I was able to reproduce with your full config. Your file is being split properly, but several additional files are created, and those are the ones you should eliminate.

Nested-splitting: One set of files gets created when the CvsSplitter is trying to split every files with a content. This means the first two split records are being split again and the output is obviously bad since they were not meant to be split. To get around this, you have to tell the splitter to only address the CSV files.

Saving of parent file: The original .csv file is also being saved since you do not specify anywhere you do not want to keep it. You can easily get rid of it by rejecting files ending with .csv.

The two "fixes" can be applied like this:

      <importer>
          <preParseHandlers>
            <splitter class="com.norconex.importer.handler.splitter.impl.CsvSplitter"
                        separatorCharacter=";"
                        quoteCharacter="&quot;"
                        useFirstRowAsFields="true"
                        linesToSkip="0"
                        referenceColumn="id"
                        contentColumns="text" 
                        >
                <!-- This ensures only .csv files get splitted (also excluding its children) -->
                <restrictTo field="document.reference">.*\.csv$</restrictTo>
            </splitter>

            <!-- Do not save parent .csv file, reject it -->
            <filter class="com.norconex.importer.handler.filter.impl.RegexMetadataFilter"
                  onMatch="exclude" field="document.reference" >.*\.csv$</filter>
        </preParseHandlers>
      </importer>

The above should make it work for you. Please confirm.

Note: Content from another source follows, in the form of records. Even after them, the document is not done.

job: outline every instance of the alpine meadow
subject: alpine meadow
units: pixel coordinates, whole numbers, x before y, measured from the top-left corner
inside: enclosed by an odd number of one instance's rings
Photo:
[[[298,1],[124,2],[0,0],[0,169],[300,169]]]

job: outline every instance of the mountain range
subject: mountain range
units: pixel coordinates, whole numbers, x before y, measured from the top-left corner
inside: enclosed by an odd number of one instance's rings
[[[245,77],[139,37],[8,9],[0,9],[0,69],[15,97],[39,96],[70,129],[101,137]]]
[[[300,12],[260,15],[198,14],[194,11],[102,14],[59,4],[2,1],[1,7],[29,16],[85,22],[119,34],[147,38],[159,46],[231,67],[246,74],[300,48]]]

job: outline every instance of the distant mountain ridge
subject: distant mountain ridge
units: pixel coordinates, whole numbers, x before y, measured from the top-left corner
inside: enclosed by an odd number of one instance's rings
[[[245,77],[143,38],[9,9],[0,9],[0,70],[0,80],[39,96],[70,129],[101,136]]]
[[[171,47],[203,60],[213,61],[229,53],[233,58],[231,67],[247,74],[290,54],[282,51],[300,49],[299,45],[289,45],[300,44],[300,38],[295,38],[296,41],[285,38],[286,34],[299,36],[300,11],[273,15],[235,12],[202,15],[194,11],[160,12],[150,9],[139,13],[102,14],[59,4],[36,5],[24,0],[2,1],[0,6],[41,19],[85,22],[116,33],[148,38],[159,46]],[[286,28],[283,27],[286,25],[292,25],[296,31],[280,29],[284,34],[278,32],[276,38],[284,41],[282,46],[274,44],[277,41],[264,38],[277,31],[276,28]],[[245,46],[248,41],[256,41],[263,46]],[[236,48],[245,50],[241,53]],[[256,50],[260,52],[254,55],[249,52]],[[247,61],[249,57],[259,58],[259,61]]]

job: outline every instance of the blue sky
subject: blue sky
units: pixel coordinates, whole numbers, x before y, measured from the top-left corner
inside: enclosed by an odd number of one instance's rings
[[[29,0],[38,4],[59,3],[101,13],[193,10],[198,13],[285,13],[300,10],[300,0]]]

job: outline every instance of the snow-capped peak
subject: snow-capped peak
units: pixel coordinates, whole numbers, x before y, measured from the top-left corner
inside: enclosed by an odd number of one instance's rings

jetnet commented 8 years ago

Hi Pascal,

thank you for the explanation, that makes sense :) The parameters did not help with the norconex libs from last month, but after updating to the latest release "2015-11-06" - it works just perfect.

Thank you for the great support!

essiembre commented 8 years ago

You are very welcome! Glad it works for you.